1976) ("[T]he Sixth Amendment's right to choice of counsel merely informs

judicial discretion­it does not displace it."). Because counsel for Mr. Risner

already filed objections to the report and recommendation, there was no abuse of

discretion when Mr. Risner was not permitted to file his pro se objections to the

report and recommendation.

We have carefully reviewed Mr. Risner's request for a COA, his appellate

brief, the magistrate judge's recommendation, and the appellate record, and

conclude that Mr. Risner has failed to demonstrate that the issues raised are

debatable among jurists, that a court could resolve the issues differently, or that

the questions presented deserve further proceedings. See Slack v. McDaniel,

529

U.S. 473, 483-84 (2000). We only add to the district court's analysis the fact that

in Aycox v. Lytle, 196 F.3d 1174 (10th Cir. 1999), we held that state court

summary opinions are owed the same deference as those that fully discuss the

merits. Id. at 1177­78. As such, Mr. Risner has failed to make the "substantial

showing of the denial of a constitutional right" required for a COA. 28 U.S.C. §

2253(c)(2).

Accordingly, for substantially the same reasons set forth by the magistrate

judge, we DENY Mr. Risner's request for a COA, we DENY IFP, we DENY his

request for appointment of counsel, and we DISMISS his appeal.

Entered for the Court

Paul J. Kelly, Jr.

Circuit Judge

FOOTNOTES

Click footnote number to return to corresponding location in the text.

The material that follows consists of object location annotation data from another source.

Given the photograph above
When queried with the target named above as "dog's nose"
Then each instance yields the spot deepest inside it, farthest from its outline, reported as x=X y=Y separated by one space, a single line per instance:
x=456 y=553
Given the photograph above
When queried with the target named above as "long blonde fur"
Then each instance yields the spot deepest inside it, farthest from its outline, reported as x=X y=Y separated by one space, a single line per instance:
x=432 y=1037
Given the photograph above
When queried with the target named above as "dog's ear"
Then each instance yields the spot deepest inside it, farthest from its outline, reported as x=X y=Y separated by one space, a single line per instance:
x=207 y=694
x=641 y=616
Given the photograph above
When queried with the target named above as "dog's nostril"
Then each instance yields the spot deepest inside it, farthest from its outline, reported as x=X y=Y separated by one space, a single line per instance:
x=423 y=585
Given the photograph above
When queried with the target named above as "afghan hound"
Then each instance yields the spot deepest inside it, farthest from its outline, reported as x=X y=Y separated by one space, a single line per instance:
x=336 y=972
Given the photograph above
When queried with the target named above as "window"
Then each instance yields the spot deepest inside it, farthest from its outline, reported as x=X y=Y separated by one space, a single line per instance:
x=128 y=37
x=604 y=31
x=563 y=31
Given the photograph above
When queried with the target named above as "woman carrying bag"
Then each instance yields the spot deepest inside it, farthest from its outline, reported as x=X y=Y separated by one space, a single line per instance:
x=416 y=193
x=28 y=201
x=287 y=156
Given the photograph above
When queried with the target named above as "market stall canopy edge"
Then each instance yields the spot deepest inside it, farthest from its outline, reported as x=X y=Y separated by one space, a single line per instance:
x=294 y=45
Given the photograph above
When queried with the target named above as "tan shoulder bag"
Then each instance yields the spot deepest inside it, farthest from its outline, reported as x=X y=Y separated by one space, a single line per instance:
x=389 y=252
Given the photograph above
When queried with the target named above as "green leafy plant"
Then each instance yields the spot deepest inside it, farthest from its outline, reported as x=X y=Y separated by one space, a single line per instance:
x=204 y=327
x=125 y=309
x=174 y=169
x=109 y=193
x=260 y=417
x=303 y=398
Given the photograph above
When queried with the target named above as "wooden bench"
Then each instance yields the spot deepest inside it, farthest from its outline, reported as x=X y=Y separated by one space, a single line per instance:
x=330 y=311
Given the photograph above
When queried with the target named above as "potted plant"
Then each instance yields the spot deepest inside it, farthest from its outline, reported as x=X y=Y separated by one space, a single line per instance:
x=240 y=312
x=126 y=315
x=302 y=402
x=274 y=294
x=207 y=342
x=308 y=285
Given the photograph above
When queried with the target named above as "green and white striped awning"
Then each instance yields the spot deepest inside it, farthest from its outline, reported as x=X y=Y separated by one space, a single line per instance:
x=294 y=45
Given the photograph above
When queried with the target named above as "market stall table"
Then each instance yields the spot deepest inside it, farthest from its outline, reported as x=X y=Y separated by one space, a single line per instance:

*. This order and judgment is not binding

precedent, except under the

doctrines of law of the case, res judicata, and collateral estoppel. This court

generally disfavors the citation of orders and judgments; nevertheless, an order

and judgment may be cited under the terms and conditions of 10th Cir. R. 36.3.

2. After examining the briefs and the appellate

record, this three-judge

panel has determined unanimously that oral argument would not be of material

assistance in the determination of this appeal. See Fed. R. App. P. 34(a)(2); 10th

Cir. R. 34.1(G). The case is therefore ordered submitted without oral argument.